Reunião nº 254 - Vinhos de Luxemburgo

Reunião nº 254

Dia: 24/02/2024

Tema: Vinhos de Luxemburgo

 


Vinhos

  • Bernard-Massard – Crément de Luxembourg “Cuvée 1921”, 12% álcool, ano ND, vinho branco espumante brut. Bernard-Massard L-6773 Grevenmacher, Luxembourg. Castas: Chardonnay, Pinot Noir, Riesling, Pinot Blanc, e Pinot Gris com 36 meses sobre as lias. Este espumante foi produzido região da Moselle Luxembougeoise em comemoração ao centenário de fundação da vinícola. Cor dourada com perlage fina, abundante e durável. Bom equilíbrio entre acidez e açúcar. Foi o que melhor combinou com o prato servido (1046);
  • Markus Molitor Haus Klosterberg , 12% álcool, ano 2019, vinho branco fino meio seco. Weingut Markus Molitor, Bernkastel, Alemanha. Visitamos esta vinícola em nossa viagem à Alemanha e Alsácia em 2013. Lá provamos oito vinhos que classificamos desde “desagradável” até “muito bom”, mas todos de Riesling nenhum de Pinot Blanc. Do relatório de viagem: Markus Molitor Na cidade de Bernkastel, região vinícola Mosel uma bela mansão. Por filosofia não informam os dados de açúcar residual e acidez. Querem priorizar o que se sente ao tomar o vinho em detrimento das informações técnicas. Castas: Pinot Blanc. Amarelo palha, aromas agradáveis flores e cítricos. Na boca um pouco mais encorpado que o anterior. Muito agradável no primeiro ataque, perde um pouco na sequência. Também com final adocicado, não deu conta do molho do camarão. Ideal como aperitivo (1048);
  • Chateau de Schengen Auxerrois, 12,5’% álcool, ano 2021, vinho branco fino meio seco. Domaine Thill, Shengen, Luxembourg. Castas: Auxerrois. Amarelo claro, brilhante. Aromas não muito ativos, cítricos com alguma mineralidade. Deixa na boca um final doce, típico dos vinhos brancos estilo alemão. Não conseguiu vencer a cremosidade do prato de camarão (1047);
  • La Petite Fleur des Rochers - Pinot Noir AOP, 14,5% álcool, ano 2020, vinho tinto fino, seco AOP Moselle Luxembourgeoise. Domaine Clos des Rochers Sàrl, Luxembourg.

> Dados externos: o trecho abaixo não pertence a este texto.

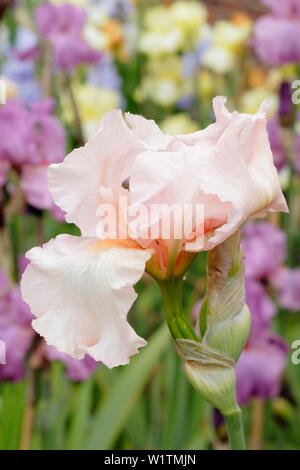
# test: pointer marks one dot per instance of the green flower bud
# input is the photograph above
(224, 316)
(211, 373)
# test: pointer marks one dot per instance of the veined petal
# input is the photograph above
(147, 131)
(171, 180)
(81, 290)
(105, 161)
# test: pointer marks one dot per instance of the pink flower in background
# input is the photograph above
(261, 307)
(259, 369)
(81, 288)
(15, 330)
(265, 248)
(32, 138)
(276, 40)
(15, 142)
(48, 135)
(62, 27)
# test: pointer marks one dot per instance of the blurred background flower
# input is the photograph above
(65, 64)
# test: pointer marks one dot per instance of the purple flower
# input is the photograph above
(284, 7)
(119, 9)
(286, 107)
(32, 139)
(260, 368)
(265, 249)
(48, 136)
(15, 330)
(15, 142)
(34, 184)
(276, 40)
(297, 150)
(62, 27)
(23, 73)
(77, 369)
(287, 285)
(261, 308)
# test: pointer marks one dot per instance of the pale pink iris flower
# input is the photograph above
(81, 288)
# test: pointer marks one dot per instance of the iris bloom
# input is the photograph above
(81, 288)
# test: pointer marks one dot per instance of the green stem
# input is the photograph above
(235, 429)
(178, 323)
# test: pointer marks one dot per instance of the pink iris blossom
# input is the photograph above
(62, 26)
(81, 288)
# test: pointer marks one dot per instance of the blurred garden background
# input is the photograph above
(63, 65)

Casta 100% Pinot Noir. Cor rubi fechado, aromas agradáveis frutados. Na boca corpo médio, frutas cerejas, framboesas e um toque de madeira. Bom equilíbrio e persistência. Combinou com o prato servido, mas foi um pouco excessivo (1049);
  • Dr Burklin-Wolf, Ruppertsberger Riesling Auslese 9,5% álcool, ano 2010. Vinho branco licoroso doce, Botritizado com 110g/l de açúcar. Weingut Dr Burklin-Wolf, Wachenheim,Alemanha Casta: Riesling. Dourado/cobreado escuro mantém a característica de alta acidez notada quando provado na viagem de 2013. Foi trazido na viagem em 2013. (1050).


Após a degustação foi servido um prato de camarões com molho cremoso com catupiry.